Yes, and actually I’m withdrawing my “inertia” comment. Evidently that’s a misconception, even among oceanographers.
It’s wild too to think about how the sunset, seemingly ephemeral, is a permanent phenomenon from certain “fixed” vantages.
This wasn’t new new to me, but I did learn about it not that long ago and it is freaky.
That’s your excuse for everything.
This site can help:
https://noc.ac.uk/files/documents/business/Double-Bulge-Explanation.pdf
The two bulges seem pretty straightforward to me. On the near side, the moon pulls the water more than it does the earth, bringing it up. On the far side, the moon pulls the water less than it does the earth, leaving it behind.
(Edit: note being left behind in an orbit is basically the same thing as the centrifugal force in MikeR’s paper – pull on something less and it ends up further out.)
Unfortunately this explanation requires me to believe the Earth is round.
And the moon exists.
And water is wet.
(OK, that last one is still verifiable, I just checked.)
Do you know how I know that cryptocurrency and NFTs are a scam? Because I can watch a video like this and understand it very well. It makes total sense to me, confirming once again that I am not a moron. I can read about or watch videos on quantum mechanics and understand them. Or relativity. Or speculative papers on how faster than light travel might work.

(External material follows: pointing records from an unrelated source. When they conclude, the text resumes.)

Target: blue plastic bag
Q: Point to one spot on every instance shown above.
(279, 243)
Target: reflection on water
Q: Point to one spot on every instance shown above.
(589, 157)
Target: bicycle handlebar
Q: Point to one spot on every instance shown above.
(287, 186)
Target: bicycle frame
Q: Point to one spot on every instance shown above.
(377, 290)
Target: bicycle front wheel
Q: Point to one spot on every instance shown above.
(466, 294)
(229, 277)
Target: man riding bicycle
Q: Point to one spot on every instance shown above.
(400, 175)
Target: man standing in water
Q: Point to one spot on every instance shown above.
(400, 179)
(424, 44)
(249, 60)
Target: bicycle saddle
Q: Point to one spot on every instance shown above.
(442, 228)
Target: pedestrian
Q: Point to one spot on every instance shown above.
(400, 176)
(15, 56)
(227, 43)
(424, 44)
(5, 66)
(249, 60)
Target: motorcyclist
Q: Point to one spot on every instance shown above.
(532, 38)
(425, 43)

Or wormholes. Or whatever. But I have watched I don’t know how many videos on crypto and NFTs over the past decade or so, some aimed at the 5th grader level and some aimed at grad school level, and I still don’t understand the first damn thing about them or how they work except that they sound like a Ponzi scheme to me.
Anyway, cool video. I think I had learned this before, but forgot it somewhere along the way.
The thing that freaked me out about tides is learning that it doesn’t just affect the oceans. The “solid” ground rises and falls up to 30cm in some places as the planet rotates through the tidal bulges. I was seeing that while working on projects that involved extremely accurate aerial imagery and surveying.
This is very interesting to me. I worked as a surveyor for the USAF many years ago (nothing big or very precise), and still work on GIS applications. I’m curious as to what measurements that would affect and at what scale? Is there somewhere I can read about this?
The Wikipedia article about “Earth Tides” is a decent intro… and the sources in the “References” section ae legit.
The projects I was working on when I learned about the phenomenon were in the late 1990s, early 2000s. We had a project with imagery of Switzerland that was yielding ±10cm vertical/Z-value “errors”/differences while creating highly accurate orthophotomosics using 2cm resolution aerial imagery and high-res LiDAR terrain data… and noticed that the “errors”/differences happened at the edges/boundaries where imagery had been collected on different days a bit more than a week apart… so some of the overlapping imagery showed the same land, but were collected when that land was in different parts of the tidal bulge. We didn’t have the time/resources/budget to fully confirm/calculate how much of the ±10cm vertical/Z-value “errors”/differences were from “Earth Tides” … but the error calcs from other sources, and for the areas with all-same-day collection were significantly lower.
If you want to connect outside of this forum and discuss GIS I’m happy to do that. In fact I’m currently procrastinating on BoingBoing instead of working on my GIS masters project.
Water isn’t wet, it makes things wet.
… but it’s just so much easier than getting up and looking around for another excuse
So… If the moon didn’t orbit the earth, and instead they were just two objects side by side in space, there would only be a water bulge on one side of the Earth, right?
And the height of the bulge would be constantly increasing?
Up until the point where the moon and the Earth collide?
I think I got it!
No. The earth would still be pulled toward the moon more than the water on the far side, and so there would still be a bulge on that side too. In our reference frame it would be described as “inertial” rather than “centrifugal” force but the principle is the same.